As cidades de Santo André e Mauá dizem que recebem menos água do que o

Publicado em 09/03/2016 - 16:24

Por Daniel Mello - Repórter da Agência Brasil São Paulo

O município de Santo André, na região do Grande ABC, recebe menos água do que o necessário, segundo o Serviço de Saneamento Ambiental da cidade (Semasa). A autarquia é responsável pelo abastecimento dos mais de 700 mil habitantes do município, sendo que 95% do volume é fornecido pela Companhia de Saneamento Básico do Estado de São Paulo (Sabesp).

Em julho do ano passado, o volume de água repassado para o município foi reduzido para 1,75 mil litros por segundo (l/s), 25% menos do que os cerca de 2 mil l/s que a Semasa afirma serem necessários para abastecer a cidade. A autarquia de Santo André admitiu, entretanto, que nos últimos meses a Sabesp aumentou o volume fornecido, apesar de ainda ser aquém as necessidades da população.

“Mesmo após o governo do Estado anunciar 'o fim da crise hídrica', Santo André apresenta falta d´água, especialmente em pontos mais altos e distantes da rede de distribuição”, diz nota da Semasa.

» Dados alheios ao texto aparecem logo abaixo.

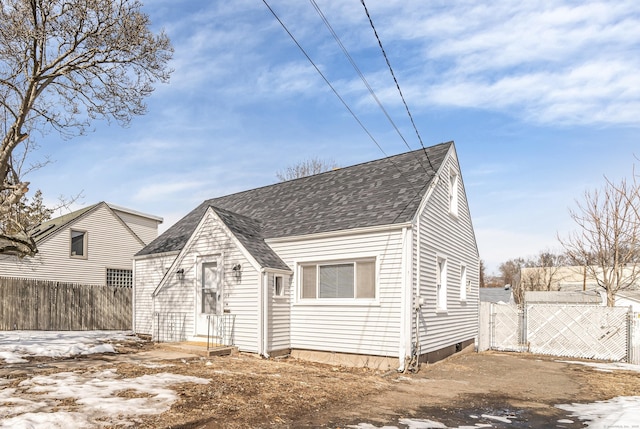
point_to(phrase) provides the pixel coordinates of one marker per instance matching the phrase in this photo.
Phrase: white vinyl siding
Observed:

Na última segunda-feira (7), o governador de São Paulo, Geraldo Alckmin disse que a crise hídrica havia sido superada no estado. “Essa questão não tem mais risco, mesmo que haja seca. E teremos a partir do ano que vem uma superestrutura em São Paulo. A região metropolitana estará bem preparada para as mudanças climáticas”, ressaltou, após dar palestra na Associação Comercial de São Paulo.

No entanto, o município de Mauá, no Grande ABC, continua a ter problemas de abastecimento. A secretaria de saneamento da cidade (Sama) diz que tem recebido menos água do que o necessário. No ano passado, alguns bairros do município, que depende exclusivamente da Sabesp, tiveram de ser abastecidos com caminhões-pipa.

A Sabesp disse, por meio de nota, que ampliou o fornecimento de água para Santo André, assim como tem sido feito gradativamente para todos os clientes. “Em Santo André, o volume fornecido passou de 1.710 L/s para 1.870 L/s em relação no mesmo período do ano passado, um acréscimo de 9,3%. Vale ressaltar que o município é responsável pela distribuição dessa água, que é suficiente para a sua demanda”, diz o comunicado.

A empresa estatual disse que mantém a redução de pressão do sistema apenas durante a noite, período de menor consumo, como forma de reduzir as perdas por vazamentos.